The broader implications of the deal, and China’s review, have already been discussed in other Reuters pieces. For example, a separate story published on 1 October on Reuters discussed the potential economic fallout for ByteDance if it were forced to relinquish control of TikTok. That piece highlighted that TikTok’s revenue in 2023 topped $6 billion, with a projected growth rate of 20 % in the next three years, and that a U.S. partnership could open new licensing opportunities that would have been otherwise inaccessible to a Chinese‑owned platform.
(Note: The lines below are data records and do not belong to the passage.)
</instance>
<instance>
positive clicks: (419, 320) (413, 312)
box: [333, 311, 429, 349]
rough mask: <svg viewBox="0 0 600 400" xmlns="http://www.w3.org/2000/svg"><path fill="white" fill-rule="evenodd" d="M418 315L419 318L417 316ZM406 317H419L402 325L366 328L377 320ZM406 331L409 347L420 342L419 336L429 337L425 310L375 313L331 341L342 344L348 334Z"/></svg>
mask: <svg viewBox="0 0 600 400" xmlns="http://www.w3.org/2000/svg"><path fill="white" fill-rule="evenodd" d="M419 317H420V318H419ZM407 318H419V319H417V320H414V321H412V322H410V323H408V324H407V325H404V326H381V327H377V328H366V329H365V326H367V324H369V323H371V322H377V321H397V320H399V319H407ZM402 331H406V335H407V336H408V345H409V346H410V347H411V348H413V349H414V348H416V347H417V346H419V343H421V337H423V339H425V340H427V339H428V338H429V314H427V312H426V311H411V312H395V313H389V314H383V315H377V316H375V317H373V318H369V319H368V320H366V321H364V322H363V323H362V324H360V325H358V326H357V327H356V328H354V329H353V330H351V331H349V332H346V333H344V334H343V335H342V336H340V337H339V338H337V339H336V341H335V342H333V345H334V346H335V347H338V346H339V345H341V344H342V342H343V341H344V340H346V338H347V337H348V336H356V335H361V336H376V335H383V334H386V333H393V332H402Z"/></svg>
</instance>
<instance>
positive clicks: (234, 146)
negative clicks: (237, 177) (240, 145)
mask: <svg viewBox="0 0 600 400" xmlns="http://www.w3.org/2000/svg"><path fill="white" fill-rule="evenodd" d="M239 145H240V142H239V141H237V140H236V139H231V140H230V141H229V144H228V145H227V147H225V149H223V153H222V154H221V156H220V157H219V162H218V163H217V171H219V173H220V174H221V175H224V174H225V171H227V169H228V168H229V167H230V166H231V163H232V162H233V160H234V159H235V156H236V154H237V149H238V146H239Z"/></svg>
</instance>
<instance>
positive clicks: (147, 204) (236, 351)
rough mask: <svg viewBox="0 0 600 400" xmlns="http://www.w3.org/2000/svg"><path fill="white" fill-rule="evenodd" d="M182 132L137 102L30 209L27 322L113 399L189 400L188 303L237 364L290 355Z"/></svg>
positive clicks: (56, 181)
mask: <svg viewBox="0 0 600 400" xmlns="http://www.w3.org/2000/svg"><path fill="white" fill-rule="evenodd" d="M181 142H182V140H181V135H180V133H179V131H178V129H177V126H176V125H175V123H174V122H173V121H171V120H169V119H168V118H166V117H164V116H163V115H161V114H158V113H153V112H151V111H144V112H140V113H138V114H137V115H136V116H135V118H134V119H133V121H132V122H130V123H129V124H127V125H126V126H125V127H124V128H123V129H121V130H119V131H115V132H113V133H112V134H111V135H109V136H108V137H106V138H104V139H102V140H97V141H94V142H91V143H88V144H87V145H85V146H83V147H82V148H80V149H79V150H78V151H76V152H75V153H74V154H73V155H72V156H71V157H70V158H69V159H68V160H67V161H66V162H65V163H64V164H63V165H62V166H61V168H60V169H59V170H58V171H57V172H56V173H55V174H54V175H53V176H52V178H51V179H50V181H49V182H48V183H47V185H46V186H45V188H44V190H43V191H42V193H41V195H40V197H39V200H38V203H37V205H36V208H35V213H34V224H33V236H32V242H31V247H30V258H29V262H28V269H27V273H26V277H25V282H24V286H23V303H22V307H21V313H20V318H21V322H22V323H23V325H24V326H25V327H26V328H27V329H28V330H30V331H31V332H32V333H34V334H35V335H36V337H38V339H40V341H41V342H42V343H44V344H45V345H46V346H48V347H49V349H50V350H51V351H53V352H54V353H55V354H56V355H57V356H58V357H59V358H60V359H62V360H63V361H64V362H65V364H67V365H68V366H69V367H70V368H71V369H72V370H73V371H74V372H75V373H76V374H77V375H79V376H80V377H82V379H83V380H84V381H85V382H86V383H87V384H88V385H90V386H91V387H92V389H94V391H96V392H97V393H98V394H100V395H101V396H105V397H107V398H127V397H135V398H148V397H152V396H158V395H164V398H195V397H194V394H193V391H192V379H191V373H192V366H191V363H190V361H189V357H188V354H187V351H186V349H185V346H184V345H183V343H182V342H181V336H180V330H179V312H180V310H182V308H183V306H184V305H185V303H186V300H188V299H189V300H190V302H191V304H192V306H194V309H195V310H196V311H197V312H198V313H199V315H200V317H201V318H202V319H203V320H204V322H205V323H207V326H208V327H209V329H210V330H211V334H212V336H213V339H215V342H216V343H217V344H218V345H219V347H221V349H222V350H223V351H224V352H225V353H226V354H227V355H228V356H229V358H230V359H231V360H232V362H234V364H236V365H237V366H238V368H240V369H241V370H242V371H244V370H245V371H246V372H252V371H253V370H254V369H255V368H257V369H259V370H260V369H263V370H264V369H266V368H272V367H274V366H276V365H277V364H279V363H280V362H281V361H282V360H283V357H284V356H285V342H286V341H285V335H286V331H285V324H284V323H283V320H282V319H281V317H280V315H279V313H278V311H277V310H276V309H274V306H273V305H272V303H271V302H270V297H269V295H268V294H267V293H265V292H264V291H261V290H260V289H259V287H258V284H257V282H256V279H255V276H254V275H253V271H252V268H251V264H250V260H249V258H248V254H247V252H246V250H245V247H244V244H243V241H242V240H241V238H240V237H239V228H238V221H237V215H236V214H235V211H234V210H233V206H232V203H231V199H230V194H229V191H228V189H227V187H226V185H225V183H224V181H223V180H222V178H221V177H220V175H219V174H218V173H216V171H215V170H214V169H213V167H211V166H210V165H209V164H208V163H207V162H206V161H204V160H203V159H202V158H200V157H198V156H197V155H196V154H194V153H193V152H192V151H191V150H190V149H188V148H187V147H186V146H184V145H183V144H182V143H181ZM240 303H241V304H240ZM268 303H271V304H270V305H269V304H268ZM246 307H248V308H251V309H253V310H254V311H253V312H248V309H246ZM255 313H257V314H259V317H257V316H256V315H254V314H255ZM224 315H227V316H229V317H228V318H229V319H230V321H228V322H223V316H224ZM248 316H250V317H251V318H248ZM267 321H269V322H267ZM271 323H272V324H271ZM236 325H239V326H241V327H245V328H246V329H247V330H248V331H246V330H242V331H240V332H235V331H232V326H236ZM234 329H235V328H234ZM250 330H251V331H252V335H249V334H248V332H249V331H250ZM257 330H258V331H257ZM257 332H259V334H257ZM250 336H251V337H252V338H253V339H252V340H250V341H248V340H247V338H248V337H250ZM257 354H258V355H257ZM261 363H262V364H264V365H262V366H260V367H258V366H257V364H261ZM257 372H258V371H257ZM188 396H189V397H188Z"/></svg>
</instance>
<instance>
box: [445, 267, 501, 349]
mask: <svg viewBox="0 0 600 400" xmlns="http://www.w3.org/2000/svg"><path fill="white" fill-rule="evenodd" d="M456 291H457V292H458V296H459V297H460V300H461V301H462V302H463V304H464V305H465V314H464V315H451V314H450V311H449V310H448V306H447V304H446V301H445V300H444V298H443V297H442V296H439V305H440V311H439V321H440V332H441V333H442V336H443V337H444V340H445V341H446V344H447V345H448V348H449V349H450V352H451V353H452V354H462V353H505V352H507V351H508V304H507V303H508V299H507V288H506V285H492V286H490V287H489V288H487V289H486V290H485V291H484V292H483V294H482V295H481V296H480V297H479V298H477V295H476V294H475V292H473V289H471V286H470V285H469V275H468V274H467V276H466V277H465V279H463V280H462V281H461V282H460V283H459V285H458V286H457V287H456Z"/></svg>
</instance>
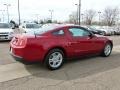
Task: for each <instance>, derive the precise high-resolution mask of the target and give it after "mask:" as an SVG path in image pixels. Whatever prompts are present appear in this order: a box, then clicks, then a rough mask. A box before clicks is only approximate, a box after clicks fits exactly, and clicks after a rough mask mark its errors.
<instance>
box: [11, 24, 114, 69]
mask: <svg viewBox="0 0 120 90" xmlns="http://www.w3.org/2000/svg"><path fill="white" fill-rule="evenodd" d="M112 47H113V43H112V41H111V40H109V39H108V38H106V37H104V36H98V35H94V34H93V33H92V32H90V31H89V30H87V29H85V28H83V27H80V26H75V25H59V26H48V27H44V28H41V29H40V30H38V31H37V32H35V33H34V34H23V35H16V36H15V37H14V38H13V39H12V41H11V42H10V52H11V54H12V56H14V57H15V58H16V60H19V61H25V62H37V61H39V62H43V63H44V64H45V65H46V66H47V67H48V68H49V69H51V70H55V69H58V68H60V67H61V66H62V65H63V63H64V61H65V59H66V58H79V57H81V56H82V57H83V56H86V55H94V54H95V55H96V54H99V55H101V56H104V57H108V56H109V55H110V54H111V51H112Z"/></svg>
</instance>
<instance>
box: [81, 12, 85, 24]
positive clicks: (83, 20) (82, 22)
mask: <svg viewBox="0 0 120 90" xmlns="http://www.w3.org/2000/svg"><path fill="white" fill-rule="evenodd" d="M81 18H82V20H81V21H82V24H84V14H83V13H82V14H81Z"/></svg>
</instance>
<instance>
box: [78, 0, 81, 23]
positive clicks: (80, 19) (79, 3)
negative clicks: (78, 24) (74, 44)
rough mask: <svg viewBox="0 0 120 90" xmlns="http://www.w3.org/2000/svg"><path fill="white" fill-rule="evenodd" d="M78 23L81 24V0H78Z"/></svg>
mask: <svg viewBox="0 0 120 90" xmlns="http://www.w3.org/2000/svg"><path fill="white" fill-rule="evenodd" d="M78 11H79V25H80V24H81V22H80V21H81V0H79V10H78Z"/></svg>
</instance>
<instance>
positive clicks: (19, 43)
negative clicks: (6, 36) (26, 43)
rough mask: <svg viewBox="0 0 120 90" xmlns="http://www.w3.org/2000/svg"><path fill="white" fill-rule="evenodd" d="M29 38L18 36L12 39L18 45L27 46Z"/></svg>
mask: <svg viewBox="0 0 120 90" xmlns="http://www.w3.org/2000/svg"><path fill="white" fill-rule="evenodd" d="M26 42H27V39H26V38H17V37H14V38H13V40H12V44H13V45H15V46H17V47H25V46H26Z"/></svg>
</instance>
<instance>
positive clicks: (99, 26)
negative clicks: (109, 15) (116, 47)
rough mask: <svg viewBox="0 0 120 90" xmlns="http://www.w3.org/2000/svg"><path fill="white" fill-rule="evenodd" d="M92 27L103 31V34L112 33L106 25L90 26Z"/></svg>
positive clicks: (107, 35) (97, 29)
mask: <svg viewBox="0 0 120 90" xmlns="http://www.w3.org/2000/svg"><path fill="white" fill-rule="evenodd" d="M91 27H92V28H95V29H97V30H100V31H102V32H103V33H104V36H111V35H112V34H113V32H112V31H111V29H109V28H108V27H106V26H91Z"/></svg>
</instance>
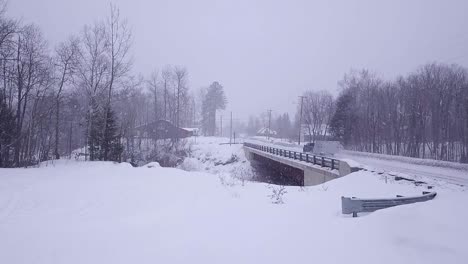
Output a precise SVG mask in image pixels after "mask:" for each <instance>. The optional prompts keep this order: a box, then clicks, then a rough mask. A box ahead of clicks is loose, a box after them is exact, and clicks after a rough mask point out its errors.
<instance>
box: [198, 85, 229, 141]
mask: <svg viewBox="0 0 468 264" xmlns="http://www.w3.org/2000/svg"><path fill="white" fill-rule="evenodd" d="M226 104H227V99H226V95H225V94H224V90H223V86H221V84H219V83H218V82H213V83H212V84H211V85H210V87H208V89H207V91H206V94H205V95H204V96H203V102H202V128H203V131H204V133H205V135H206V136H214V135H215V133H216V111H217V110H224V109H225V108H226Z"/></svg>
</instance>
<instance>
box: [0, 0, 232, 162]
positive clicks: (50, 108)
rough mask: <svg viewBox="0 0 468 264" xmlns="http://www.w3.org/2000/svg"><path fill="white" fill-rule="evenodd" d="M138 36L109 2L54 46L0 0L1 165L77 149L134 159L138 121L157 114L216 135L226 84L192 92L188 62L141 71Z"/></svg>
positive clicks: (20, 161)
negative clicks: (47, 41)
mask: <svg viewBox="0 0 468 264" xmlns="http://www.w3.org/2000/svg"><path fill="white" fill-rule="evenodd" d="M132 43H133V35H132V30H131V27H130V26H129V23H128V21H127V20H126V19H125V18H123V17H121V15H120V11H119V9H118V8H117V7H116V6H114V5H111V7H110V12H109V13H108V14H107V15H106V17H105V19H102V20H99V21H97V22H95V23H93V24H90V25H86V26H84V27H83V29H82V30H81V31H80V32H76V34H72V35H71V36H70V37H69V38H68V39H66V40H64V41H63V42H62V43H59V44H58V45H56V46H55V47H54V48H52V49H51V47H50V46H49V45H48V43H47V41H46V39H45V38H44V36H43V34H42V31H41V29H40V28H39V27H37V26H36V25H34V24H24V23H22V22H21V21H20V20H17V19H14V18H10V17H8V16H7V14H6V1H4V0H0V167H19V166H28V165H33V164H37V163H38V162H41V161H44V160H49V159H54V158H60V157H61V156H63V155H70V156H71V153H72V151H73V150H75V149H78V151H77V153H78V154H84V155H85V156H86V158H87V159H90V160H113V161H134V160H135V157H136V156H139V155H141V140H139V139H138V136H139V135H137V132H136V130H135V127H137V126H139V125H142V124H145V123H149V122H152V121H155V120H159V119H165V120H169V121H170V122H172V123H173V124H174V125H176V126H179V127H194V126H200V125H203V128H204V131H205V133H206V134H213V133H214V132H213V131H214V129H215V128H214V125H215V124H214V123H213V120H214V115H215V114H216V110H219V109H222V108H224V107H225V106H226V103H227V100H226V98H225V96H224V91H223V87H222V86H221V85H220V84H219V83H217V82H213V84H212V85H211V86H210V87H209V88H208V87H207V88H205V89H201V90H200V92H199V93H196V94H195V93H193V92H191V91H190V90H189V85H188V71H187V69H186V68H185V67H183V66H170V65H169V66H165V67H164V68H163V69H162V70H161V71H156V70H155V71H153V73H152V74H151V75H150V76H148V77H146V78H145V77H142V76H141V74H139V73H136V72H134V69H133V67H132V66H133V59H132ZM202 110H203V111H204V112H205V113H204V114H203V115H202ZM140 136H144V135H140ZM155 140H157V139H155ZM174 141H176V140H174ZM154 147H155V148H156V142H154Z"/></svg>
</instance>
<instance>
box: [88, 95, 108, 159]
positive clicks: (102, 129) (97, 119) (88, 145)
mask: <svg viewBox="0 0 468 264" xmlns="http://www.w3.org/2000/svg"><path fill="white" fill-rule="evenodd" d="M87 123H88V130H89V131H88V135H87V136H88V149H89V158H90V160H102V158H101V157H102V154H101V153H102V148H101V143H102V141H103V131H104V118H103V110H102V108H101V107H100V106H99V104H98V102H97V101H96V100H94V99H93V100H92V103H91V112H90V113H89V114H88V116H87Z"/></svg>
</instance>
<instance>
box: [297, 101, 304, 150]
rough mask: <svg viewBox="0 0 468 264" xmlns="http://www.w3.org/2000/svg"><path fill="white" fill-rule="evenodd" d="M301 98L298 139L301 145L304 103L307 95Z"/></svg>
mask: <svg viewBox="0 0 468 264" xmlns="http://www.w3.org/2000/svg"><path fill="white" fill-rule="evenodd" d="M299 98H301V113H300V115H299V138H298V139H297V144H298V145H301V132H302V131H301V130H302V105H303V103H304V98H305V96H299Z"/></svg>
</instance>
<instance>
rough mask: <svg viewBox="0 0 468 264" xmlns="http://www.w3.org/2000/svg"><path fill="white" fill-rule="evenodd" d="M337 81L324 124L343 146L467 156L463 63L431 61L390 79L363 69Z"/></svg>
mask: <svg viewBox="0 0 468 264" xmlns="http://www.w3.org/2000/svg"><path fill="white" fill-rule="evenodd" d="M340 86H341V88H342V91H341V93H340V95H339V96H338V98H337V99H336V102H335V112H334V115H333V117H332V119H331V122H330V129H331V132H332V134H333V135H334V136H335V137H336V138H338V139H340V140H341V141H342V142H343V143H344V145H345V147H346V148H348V149H351V150H357V151H366V152H373V153H383V154H390V155H402V156H409V157H418V158H432V159H437V160H445V161H456V162H463V163H467V162H468V158H467V154H468V71H467V69H466V68H463V67H461V66H459V65H445V64H439V63H431V64H427V65H424V66H422V67H420V68H419V69H418V70H417V71H415V72H414V73H411V74H409V75H407V76H404V77H399V78H397V79H396V80H394V81H385V80H383V79H381V78H379V77H378V76H377V75H376V74H373V73H370V72H369V71H366V70H363V71H360V72H352V73H350V74H347V75H346V76H345V77H344V79H343V80H342V81H341V82H340Z"/></svg>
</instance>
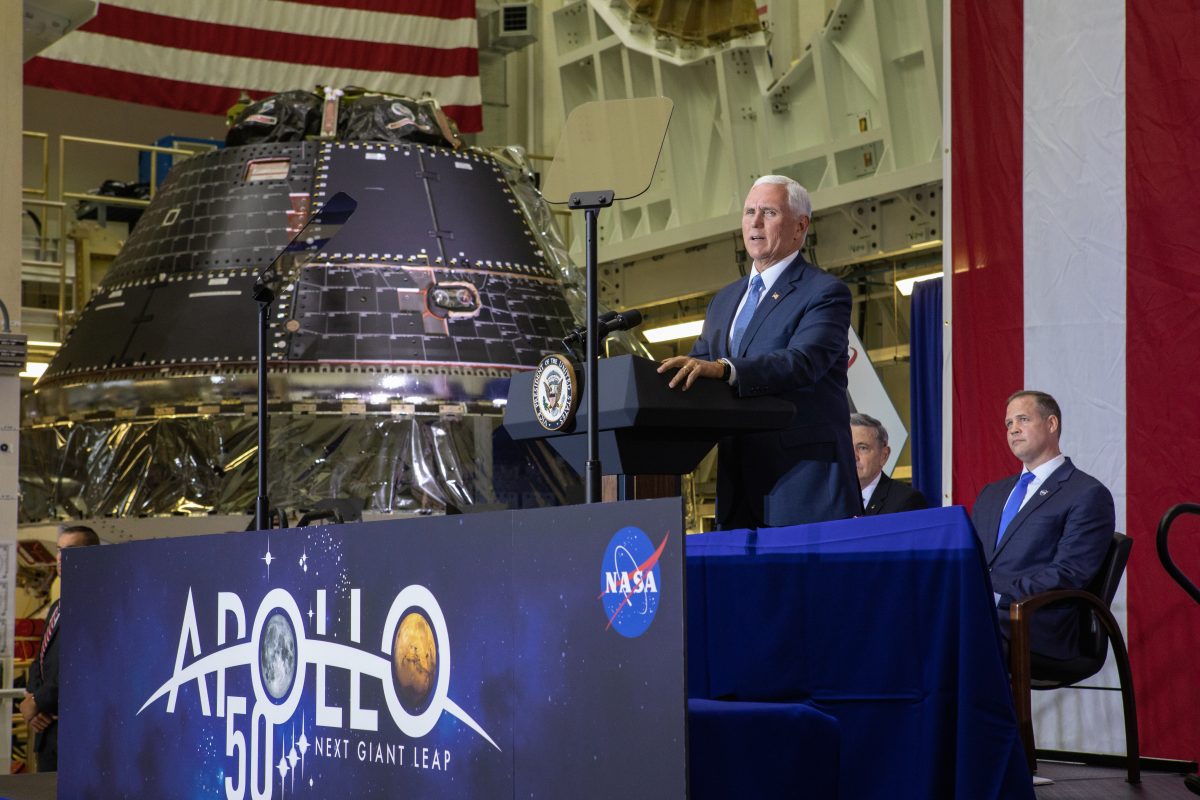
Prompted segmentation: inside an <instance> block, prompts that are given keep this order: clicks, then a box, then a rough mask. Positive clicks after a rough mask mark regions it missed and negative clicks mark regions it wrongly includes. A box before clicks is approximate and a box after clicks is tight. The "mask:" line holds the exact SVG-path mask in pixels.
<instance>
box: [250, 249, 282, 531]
mask: <svg viewBox="0 0 1200 800" xmlns="http://www.w3.org/2000/svg"><path fill="white" fill-rule="evenodd" d="M274 266H275V265H274V264H271V265H270V266H268V267H266V270H264V271H263V272H262V273H259V276H258V277H257V278H256V279H254V291H253V294H254V301H256V302H257V303H258V351H257V353H256V355H254V359H256V365H257V366H258V497H257V498H254V530H268V529H269V528H270V527H271V521H270V515H271V511H270V507H271V505H270V500H269V499H268V497H266V450H268V446H266V439H268V434H269V432H270V417H269V416H268V414H266V339H268V337H269V336H270V324H271V308H272V307H274V305H275V290H274V289H271V285H270V284H272V283H275V281H276V279H277V276H276V273H275V270H274Z"/></svg>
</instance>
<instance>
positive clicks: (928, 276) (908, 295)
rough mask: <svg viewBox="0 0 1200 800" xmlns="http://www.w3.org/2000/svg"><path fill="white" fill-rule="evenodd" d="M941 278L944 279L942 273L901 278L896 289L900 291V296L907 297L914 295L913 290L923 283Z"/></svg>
mask: <svg viewBox="0 0 1200 800" xmlns="http://www.w3.org/2000/svg"><path fill="white" fill-rule="evenodd" d="M940 277H942V273H941V272H930V273H929V275H918V276H917V277H914V278H899V279H898V281H896V289H899V290H900V294H902V295H904V296H905V297H907V296H910V295H911V294H912V288H913V287H914V285H917V284H918V283H920V282H922V281H932V279H934V278H940Z"/></svg>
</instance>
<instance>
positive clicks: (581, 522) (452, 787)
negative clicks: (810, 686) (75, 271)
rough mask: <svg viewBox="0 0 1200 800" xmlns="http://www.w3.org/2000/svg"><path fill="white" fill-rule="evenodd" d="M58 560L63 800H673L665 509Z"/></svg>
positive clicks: (676, 499) (683, 795)
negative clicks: (59, 583) (64, 799)
mask: <svg viewBox="0 0 1200 800" xmlns="http://www.w3.org/2000/svg"><path fill="white" fill-rule="evenodd" d="M64 561H65V564H64V582H62V583H64V593H62V597H64V600H62V618H61V619H62V621H61V628H60V634H59V636H61V637H62V638H61V646H62V666H61V673H62V674H61V685H62V688H61V702H60V715H61V716H60V722H59V724H60V728H61V729H60V759H59V763H60V766H59V770H60V771H59V796H64V798H79V799H88V798H139V799H142V798H155V799H168V798H188V799H190V798H229V799H232V800H240V799H244V798H245V799H253V800H263V799H268V798H274V799H278V798H284V799H286V798H296V799H298V800H299V799H302V798H313V799H317V798H439V799H440V798H472V799H478V798H514V796H521V798H552V799H557V798H568V796H570V798H572V799H574V798H604V799H605V800H608V799H611V798H613V796H622V795H624V794H628V793H629V792H631V790H635V788H636V793H638V794H647V795H649V796H666V798H683V796H685V790H686V789H685V775H686V758H685V753H684V729H685V696H684V621H683V620H684V607H683V585H682V582H683V531H682V515H680V507H679V500H678V499H674V500H649V501H637V503H620V504H596V505H588V506H574V507H565V509H545V510H532V511H520V512H496V513H487V515H473V516H461V517H437V518H425V519H403V521H388V522H378V523H362V524H356V525H332V527H323V528H305V529H296V530H275V531H260V533H247V534H222V535H214V536H196V537H187V539H169V540H156V541H144V542H134V543H128V545H118V546H106V547H96V548H82V549H74V551H71V552H68V553H67V554H66V558H65V559H64Z"/></svg>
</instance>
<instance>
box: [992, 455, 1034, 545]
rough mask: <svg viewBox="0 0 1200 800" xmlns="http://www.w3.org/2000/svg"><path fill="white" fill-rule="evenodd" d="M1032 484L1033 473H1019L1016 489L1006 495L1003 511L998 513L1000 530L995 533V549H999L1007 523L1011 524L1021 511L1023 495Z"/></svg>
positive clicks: (1005, 528) (1014, 489) (996, 531)
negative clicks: (1016, 513)
mask: <svg viewBox="0 0 1200 800" xmlns="http://www.w3.org/2000/svg"><path fill="white" fill-rule="evenodd" d="M1032 482H1033V473H1021V477H1020V479H1018V481H1016V488H1014V489H1013V493H1012V494H1009V495H1008V503H1006V504H1004V510H1003V511H1002V512H1001V513H1000V530H998V531H996V547H1000V540H1002V539H1003V537H1004V530H1007V529H1008V523H1010V522H1013V517H1015V516H1016V512H1018V511H1020V510H1021V503H1022V501H1024V500H1025V493H1026V492H1028V491H1030V483H1032Z"/></svg>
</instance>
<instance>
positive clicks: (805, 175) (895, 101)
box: [545, 0, 942, 261]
Meanwhile, a 15 September Reuters analysis of the potential data‑transfer regulations cited an academic study on cross‑border data flows that suggested the U.S. approach could set a precedent for other “platforms that collect user data.”
In sum, China’s official statement framed the U.S. TikTok proposal as a “win‑win” opportunity that would allow the platform to continue thriving in the U.S. market, provided that the U.S. and Chinese governments conducted a full review of the app’s applications, technology, and IP. The outcome of that review is unclear, but it will likely shape the future of the platform’s operations in the U.S., as well as the broader regulatory framework for cross‑border tech data and intellectual‑property exchanges.